# Pre Smoking High Temp  Cheese



## poacherjoe (Nov 16, 2019)

Has anyone ever done this? I like a heavy smoke flavor and would like to try smoking my high temp cheese prior to adding it to my summer sausage. I think this would taste great. This is in the works unless someone here shoots it down for some unknown reason..


----------



## Steve H (Nov 17, 2019)

I don't see why it would be a problem. Though I haven't done that. I use regular cheese that I've smoked for SS all the time.


----------



## bradger (Nov 17, 2019)

I'm not sure what you mean by high temp cheeses.


----------



## mike243 (Nov 17, 2019)

The high temp cheeses are made to be put into sausages and such that have to be brought up to certain temps without melting. I would smoke it for 1/2 a batch only in case its too much smoke, I read a lot of folks have to let it mellow some before eating.
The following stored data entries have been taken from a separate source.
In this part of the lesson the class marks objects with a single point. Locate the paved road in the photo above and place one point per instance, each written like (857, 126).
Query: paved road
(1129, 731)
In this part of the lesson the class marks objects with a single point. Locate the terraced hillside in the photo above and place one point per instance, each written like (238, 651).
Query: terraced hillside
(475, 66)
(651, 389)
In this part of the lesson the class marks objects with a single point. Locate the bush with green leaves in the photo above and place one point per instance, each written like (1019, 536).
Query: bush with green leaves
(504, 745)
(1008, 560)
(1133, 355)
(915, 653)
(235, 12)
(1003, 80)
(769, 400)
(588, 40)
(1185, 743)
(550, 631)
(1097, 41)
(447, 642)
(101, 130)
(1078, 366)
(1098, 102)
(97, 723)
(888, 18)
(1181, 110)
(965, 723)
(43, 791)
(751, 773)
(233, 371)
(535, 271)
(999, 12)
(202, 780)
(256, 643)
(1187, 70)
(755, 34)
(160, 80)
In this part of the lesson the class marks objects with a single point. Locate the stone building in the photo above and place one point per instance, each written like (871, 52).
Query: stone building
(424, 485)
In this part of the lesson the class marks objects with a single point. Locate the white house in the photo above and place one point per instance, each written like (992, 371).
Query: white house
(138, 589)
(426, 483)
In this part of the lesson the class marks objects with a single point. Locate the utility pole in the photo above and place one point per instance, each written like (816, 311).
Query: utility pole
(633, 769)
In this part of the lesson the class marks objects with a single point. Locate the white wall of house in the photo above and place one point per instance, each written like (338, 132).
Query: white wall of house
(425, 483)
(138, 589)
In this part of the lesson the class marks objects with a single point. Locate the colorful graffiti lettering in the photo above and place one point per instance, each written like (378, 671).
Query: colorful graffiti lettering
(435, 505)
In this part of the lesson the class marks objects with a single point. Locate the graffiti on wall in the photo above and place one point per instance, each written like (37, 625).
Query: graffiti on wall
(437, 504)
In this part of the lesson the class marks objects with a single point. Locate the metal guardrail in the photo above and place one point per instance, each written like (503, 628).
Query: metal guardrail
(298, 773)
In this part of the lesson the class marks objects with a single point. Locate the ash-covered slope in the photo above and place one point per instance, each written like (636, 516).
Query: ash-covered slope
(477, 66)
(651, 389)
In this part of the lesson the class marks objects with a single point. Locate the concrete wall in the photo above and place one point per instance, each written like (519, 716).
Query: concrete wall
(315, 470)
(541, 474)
Good luck and let us know how it went


----------



## pineywoods (Nov 17, 2019)

If I wanted to smoke the cheese before adding it to the sausage I would just spread it out on a pan and cold smoke it then add it like I normally do.

Bradger check out this link  https://www.butcher-packer.com/inde...th=204&zenid=8b6f46a101730bc7fa3fb7486f9cc017


----------



## bradger (Nov 18, 2019)

thanks mike243


----------